Siempre en la sospecha de no conseguir igualar la capacidad de transmutar los datos de la realidad en materia del proyecto arquitectónico. Como cuando decidimos que, a diferencia de nuestra alarma ante la presencia vertiginosa de los coches de la policía franquista en el aparcamiento de la Escuela, la mirada atenta de Oiza especulaba con el trazado de la curva de la calzada de acceso, puesto en cuestión por aquel nuevo uso.

Ésta era la reconocida capacidad del maestro para reconvertir en problema arquitectónico cualquier sugerencia externa, pero también de incorporar toda la materia de los sueños históricos de la arquitectura. De hacernos entender que todo proyecto tiene su antecedente en los otros proyectos que ya fueron pensados.

Es muy difícil trasladar a las nuevas generaciones de estudiantes la elusiva y misteriosa persuasión que emanaba de su discurso, siempre polémico. Así sucede siempre cuando el personaje se confunde con la persona, eliminando esa frontera entre el poseer y ser la verdad.

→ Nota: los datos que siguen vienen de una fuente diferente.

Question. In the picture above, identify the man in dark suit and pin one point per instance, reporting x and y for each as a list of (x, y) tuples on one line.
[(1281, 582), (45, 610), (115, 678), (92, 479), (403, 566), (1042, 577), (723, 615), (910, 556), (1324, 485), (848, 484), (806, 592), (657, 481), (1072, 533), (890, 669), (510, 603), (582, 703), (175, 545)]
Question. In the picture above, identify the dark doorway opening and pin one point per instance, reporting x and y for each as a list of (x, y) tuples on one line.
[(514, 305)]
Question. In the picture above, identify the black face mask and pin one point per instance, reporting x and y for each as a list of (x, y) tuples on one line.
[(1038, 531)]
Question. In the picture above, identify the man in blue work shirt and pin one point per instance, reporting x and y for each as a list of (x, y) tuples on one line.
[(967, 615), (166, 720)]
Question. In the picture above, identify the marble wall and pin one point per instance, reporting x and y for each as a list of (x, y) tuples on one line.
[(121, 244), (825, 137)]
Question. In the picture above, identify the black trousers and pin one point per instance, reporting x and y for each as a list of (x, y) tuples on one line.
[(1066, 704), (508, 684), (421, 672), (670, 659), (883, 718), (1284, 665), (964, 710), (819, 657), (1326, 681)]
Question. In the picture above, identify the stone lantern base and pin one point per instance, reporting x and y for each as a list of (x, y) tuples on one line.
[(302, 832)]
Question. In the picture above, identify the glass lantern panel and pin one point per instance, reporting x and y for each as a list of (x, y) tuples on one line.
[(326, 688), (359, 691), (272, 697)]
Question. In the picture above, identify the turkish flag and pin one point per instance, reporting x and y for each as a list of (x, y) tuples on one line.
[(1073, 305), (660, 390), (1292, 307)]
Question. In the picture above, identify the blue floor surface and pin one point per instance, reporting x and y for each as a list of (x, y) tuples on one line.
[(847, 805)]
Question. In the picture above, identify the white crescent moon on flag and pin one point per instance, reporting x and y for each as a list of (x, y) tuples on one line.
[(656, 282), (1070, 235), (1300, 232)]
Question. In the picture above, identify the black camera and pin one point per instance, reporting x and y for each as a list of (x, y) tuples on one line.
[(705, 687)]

No sólo era que aquellas primeras obras míticas, el santuario de Arantzazu y el edificio de Torres Blancas (aquel esqueleto orgánico que nunca llegó a ser blanco), constituyeran nuestro inicial imaginario moderno. Era la capacidad de hipnosis que emanaba de su argumentación, siempre improvisada, la que nos hacía sospechar la dimensión intelectual de su arquitectura. De todas las arquitecturas.

Fuimos sus anteriores alumnos, y sus antiguos colaboradores, los que un día, en el año 1981, decidimos que Sáenz de Oiza tenía que ser el director de la Escuela, en el entendimiento de que no se trataba de un homenaje al reconocido maestro, ni siquiera la definitiva oportunidad de incorporarlo, de manera definitiva, a la propia historia del centro. Quizás, más bien, la garantía de que así nos reconocíamos a nosotros mismos en la posibilidad de elegir un modelo sólido para nuestras propias experiencias.

Sé que, a partir de mañana, cuando vuelva a sentarme, de forma reiterada, en el mismo despacho que él ocupó durante una serie de años, importantes para la actual proyección de la Escuela de Arquitectura de Madrid, me sentiré intruso de aquel espacio que Oiza ha ocupado de forma definitiva.

Juan Miguel Hernández León es director de la Escuela Técnica Superior de Arquitectura de Madrid.